One negative part about flex hour systems is that even if you work over 8 hours a day (which is set as legal maximum daily work hour). As long as your total work hours do not exceed the company’s set total hours, you will not be entitled to overtime payment (which is 120% of usual hourly wage).

Look for Startups, R&D, Tech jobs, and creative jobs!

Be it Sairyo Rodosei or flex hour system, there certain jobs and companies where flexible work styles are more common.

Startups in general prefer flexible hour systems. This is because many of the startups are tech companies and the majority of employees are IT engineers who can perform better in flexible work conditions. That said, globally this is arguably the primary industry where such work systems are most commonly enforced and thus expected.

Leadership within startup companies also tend to be relatively younger and as such try to enforce more liberal work environments. Although there is a significant variance in work styles amongst startup companies in Japan, in general, startup work conditions can very much be the antithesis of larger, older Japanese establishments.

As for the types of jobs, as mentioned above in the section of Sairyo Rodosei, jobs that are considered to be more “specialized” or where job performance is demonstrably higher if given more autonomy in work hours/style. These jobs are more often R&D jobs, creative jobs, IT jobs etc.

Although known for its rigorous work ethic, Japan is definitely making strides to implement work environments that encourage greater flexibility and work/life balance amongst its employees that also heighten productivity.

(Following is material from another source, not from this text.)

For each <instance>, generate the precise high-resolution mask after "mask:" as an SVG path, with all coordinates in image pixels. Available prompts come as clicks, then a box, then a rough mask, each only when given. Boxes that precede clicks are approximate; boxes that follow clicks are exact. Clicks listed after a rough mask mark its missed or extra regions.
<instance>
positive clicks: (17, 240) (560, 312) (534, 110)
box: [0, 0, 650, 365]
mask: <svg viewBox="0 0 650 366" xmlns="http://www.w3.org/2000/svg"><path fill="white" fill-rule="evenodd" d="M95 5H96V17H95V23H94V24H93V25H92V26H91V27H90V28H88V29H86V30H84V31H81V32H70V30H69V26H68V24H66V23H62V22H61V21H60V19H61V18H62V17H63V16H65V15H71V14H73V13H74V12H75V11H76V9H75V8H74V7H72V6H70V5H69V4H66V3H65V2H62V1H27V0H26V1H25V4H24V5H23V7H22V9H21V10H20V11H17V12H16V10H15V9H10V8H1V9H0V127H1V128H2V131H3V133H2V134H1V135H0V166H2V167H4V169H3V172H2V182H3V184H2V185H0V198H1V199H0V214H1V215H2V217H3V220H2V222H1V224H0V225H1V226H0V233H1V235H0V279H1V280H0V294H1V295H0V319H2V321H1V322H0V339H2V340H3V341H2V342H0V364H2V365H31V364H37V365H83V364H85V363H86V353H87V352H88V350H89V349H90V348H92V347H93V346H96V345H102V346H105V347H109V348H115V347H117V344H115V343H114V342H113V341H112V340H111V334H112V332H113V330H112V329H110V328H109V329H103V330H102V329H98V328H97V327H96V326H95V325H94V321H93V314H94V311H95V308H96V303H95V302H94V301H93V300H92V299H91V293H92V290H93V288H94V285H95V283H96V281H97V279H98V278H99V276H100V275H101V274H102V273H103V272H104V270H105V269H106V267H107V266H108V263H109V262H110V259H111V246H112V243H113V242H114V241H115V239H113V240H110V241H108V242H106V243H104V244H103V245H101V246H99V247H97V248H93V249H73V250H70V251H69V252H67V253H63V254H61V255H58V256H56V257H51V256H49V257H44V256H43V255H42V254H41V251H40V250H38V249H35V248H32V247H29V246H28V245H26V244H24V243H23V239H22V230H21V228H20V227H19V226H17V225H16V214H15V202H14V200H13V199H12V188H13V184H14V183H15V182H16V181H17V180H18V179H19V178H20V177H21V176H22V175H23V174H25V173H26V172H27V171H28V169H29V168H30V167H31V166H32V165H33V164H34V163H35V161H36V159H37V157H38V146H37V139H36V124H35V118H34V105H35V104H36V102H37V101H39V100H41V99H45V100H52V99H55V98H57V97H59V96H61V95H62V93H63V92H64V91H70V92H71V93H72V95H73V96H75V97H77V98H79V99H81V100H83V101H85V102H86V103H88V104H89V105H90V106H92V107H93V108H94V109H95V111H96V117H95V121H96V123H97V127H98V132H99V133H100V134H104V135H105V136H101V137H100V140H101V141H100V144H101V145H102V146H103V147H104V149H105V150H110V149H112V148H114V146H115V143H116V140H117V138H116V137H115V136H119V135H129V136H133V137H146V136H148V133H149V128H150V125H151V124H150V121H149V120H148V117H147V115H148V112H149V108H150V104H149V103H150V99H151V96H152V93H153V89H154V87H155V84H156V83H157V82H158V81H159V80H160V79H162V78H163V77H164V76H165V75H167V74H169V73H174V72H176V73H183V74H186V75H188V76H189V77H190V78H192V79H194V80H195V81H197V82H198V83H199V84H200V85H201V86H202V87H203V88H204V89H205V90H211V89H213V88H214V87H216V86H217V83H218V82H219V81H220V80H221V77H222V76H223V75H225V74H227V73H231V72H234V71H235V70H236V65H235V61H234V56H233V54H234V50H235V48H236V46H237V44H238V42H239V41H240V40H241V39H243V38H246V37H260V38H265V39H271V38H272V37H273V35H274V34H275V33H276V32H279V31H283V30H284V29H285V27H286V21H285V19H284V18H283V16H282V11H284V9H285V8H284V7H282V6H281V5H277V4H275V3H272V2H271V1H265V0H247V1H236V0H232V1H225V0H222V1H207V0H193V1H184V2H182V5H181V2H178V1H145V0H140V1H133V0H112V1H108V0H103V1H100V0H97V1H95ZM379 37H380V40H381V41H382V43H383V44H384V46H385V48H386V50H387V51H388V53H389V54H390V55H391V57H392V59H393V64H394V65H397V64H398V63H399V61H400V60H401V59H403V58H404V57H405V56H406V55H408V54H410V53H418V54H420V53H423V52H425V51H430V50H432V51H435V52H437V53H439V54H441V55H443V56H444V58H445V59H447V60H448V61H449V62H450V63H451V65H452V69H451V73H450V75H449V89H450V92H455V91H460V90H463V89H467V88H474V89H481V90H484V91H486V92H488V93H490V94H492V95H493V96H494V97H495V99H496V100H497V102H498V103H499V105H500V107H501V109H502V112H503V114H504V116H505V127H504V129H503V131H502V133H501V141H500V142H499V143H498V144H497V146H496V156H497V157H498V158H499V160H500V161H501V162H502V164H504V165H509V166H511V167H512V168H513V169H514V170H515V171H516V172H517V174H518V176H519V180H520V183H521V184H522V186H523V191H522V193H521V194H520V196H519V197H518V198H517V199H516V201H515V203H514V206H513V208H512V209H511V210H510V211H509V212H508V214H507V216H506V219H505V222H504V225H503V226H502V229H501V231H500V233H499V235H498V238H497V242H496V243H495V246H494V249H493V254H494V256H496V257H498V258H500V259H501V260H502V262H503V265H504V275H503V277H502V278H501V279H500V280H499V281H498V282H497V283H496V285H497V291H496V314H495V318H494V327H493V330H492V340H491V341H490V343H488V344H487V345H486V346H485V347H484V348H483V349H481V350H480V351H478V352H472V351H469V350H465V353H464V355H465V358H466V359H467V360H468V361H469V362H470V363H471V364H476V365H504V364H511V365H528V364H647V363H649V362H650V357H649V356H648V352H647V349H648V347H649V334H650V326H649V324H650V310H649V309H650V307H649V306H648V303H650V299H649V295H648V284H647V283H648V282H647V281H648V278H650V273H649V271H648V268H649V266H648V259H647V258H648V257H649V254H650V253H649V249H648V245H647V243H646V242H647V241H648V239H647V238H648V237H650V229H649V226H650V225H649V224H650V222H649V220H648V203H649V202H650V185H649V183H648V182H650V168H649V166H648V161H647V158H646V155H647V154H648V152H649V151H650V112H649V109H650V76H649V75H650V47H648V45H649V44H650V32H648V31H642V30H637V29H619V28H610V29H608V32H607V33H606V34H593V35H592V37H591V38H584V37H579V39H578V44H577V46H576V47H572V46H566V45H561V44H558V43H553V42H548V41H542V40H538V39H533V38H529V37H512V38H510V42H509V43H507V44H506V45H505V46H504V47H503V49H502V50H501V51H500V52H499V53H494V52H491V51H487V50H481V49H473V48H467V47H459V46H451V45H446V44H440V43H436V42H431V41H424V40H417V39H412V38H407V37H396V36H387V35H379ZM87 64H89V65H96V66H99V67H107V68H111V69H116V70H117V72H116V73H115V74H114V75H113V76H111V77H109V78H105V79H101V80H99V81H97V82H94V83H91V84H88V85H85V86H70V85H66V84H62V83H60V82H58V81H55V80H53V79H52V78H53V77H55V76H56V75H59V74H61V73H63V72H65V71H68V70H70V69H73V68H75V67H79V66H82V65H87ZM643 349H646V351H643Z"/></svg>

Across media outlets and national newspapers, the word “Hatarakikata Kaikaku” (Work style revolution) is evidently becoming a national conversation. Much of the impetus for change has been brought about through stress-related work tragedies, excessive overtime and an underutilization of annual leave. Such incidences have prompted greater urgency across companies to consider work environments that safeguard its employees and the company’s future. The conversation on creating better working conditions and environments is undoubtedly growing momentum. With changes happening every day, one can expect new initiatives such as flextime to become more commonplace in Japan’s future economy.